Tanjung sial adalah sejarah perjuangan, pengorbanan dara dan kemunafikan saudara. Dalam polemik pengalihan aset di Tanjung Sial, Maluku Tengah (Malteng) kepada Pemerintah Kabupaten (Pemkab) Seram Bagian Barat (SBB) menjadi pelecehan history perjuangan.
“Kawasan Tanjung Sial bukan sekadar persoalan geografis, tapi juga berkaitan erat dengan sejarah pembentukan Kabupaten SBB sebagai daerah otonom, hasil pemekaran Kabupaten Malteng berdasarkan Undang-Undang Nomor 40 Tahun 2003 tentang Pembentukan Kabupaten Seram Bagian Timur (SBT) Kabupaten SBB, dan Kabupaten Kepulauan Aru,” kata Fungsionaris Jazirah Leihitu bersatu (JLB) Muhamad Ramadan Tuhelelu.
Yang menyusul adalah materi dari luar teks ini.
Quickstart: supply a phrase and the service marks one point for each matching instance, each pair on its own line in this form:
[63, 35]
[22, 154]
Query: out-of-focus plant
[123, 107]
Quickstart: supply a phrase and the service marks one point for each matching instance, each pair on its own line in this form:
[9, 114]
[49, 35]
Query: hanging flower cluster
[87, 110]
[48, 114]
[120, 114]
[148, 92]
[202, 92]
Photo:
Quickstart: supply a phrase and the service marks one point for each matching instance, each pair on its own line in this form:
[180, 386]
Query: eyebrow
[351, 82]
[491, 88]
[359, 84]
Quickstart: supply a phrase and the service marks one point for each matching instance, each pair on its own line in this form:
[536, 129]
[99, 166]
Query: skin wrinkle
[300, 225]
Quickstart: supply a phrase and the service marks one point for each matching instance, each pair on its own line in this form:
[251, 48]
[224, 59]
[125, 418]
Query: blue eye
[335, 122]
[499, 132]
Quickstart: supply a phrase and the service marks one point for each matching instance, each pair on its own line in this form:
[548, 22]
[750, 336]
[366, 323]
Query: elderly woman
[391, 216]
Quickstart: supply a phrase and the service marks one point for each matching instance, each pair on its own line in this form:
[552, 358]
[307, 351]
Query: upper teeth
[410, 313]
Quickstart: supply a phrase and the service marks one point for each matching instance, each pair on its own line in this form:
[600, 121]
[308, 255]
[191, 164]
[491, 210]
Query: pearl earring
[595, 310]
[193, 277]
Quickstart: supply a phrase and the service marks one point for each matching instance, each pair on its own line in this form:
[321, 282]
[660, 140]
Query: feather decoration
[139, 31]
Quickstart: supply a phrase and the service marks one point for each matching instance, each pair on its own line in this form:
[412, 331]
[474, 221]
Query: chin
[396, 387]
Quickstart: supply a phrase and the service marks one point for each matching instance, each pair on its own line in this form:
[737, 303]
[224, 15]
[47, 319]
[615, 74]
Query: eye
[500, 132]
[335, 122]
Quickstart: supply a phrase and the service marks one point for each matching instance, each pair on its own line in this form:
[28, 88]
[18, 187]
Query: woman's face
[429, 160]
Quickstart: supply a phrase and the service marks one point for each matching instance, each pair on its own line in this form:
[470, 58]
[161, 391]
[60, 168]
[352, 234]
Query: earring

Dalam Polemik mengenai Tanjung Sial tidak dapat diselesaikan hanya melalui pernyataan sepihak di ruang publik.
Sikap DPRD Kabupaten Malteng merupakan bagian dari fungsi konstitusional untuk memperjuangkan kepentingan daerah berdasarkan aspirasi masyarakat dan data yang dimiliki.
Klaim bahwa DPRD Malteng berdasarkan hukum, kajian historis, dokumen hukum, dan regulasi yang berlaku.
Dalam negara hukum, setiap pihak memiliki hak untuk menyampaikan opini tetapi harus berlandaskan teori, historys, akademik dan tatanan hukum yang berlaku.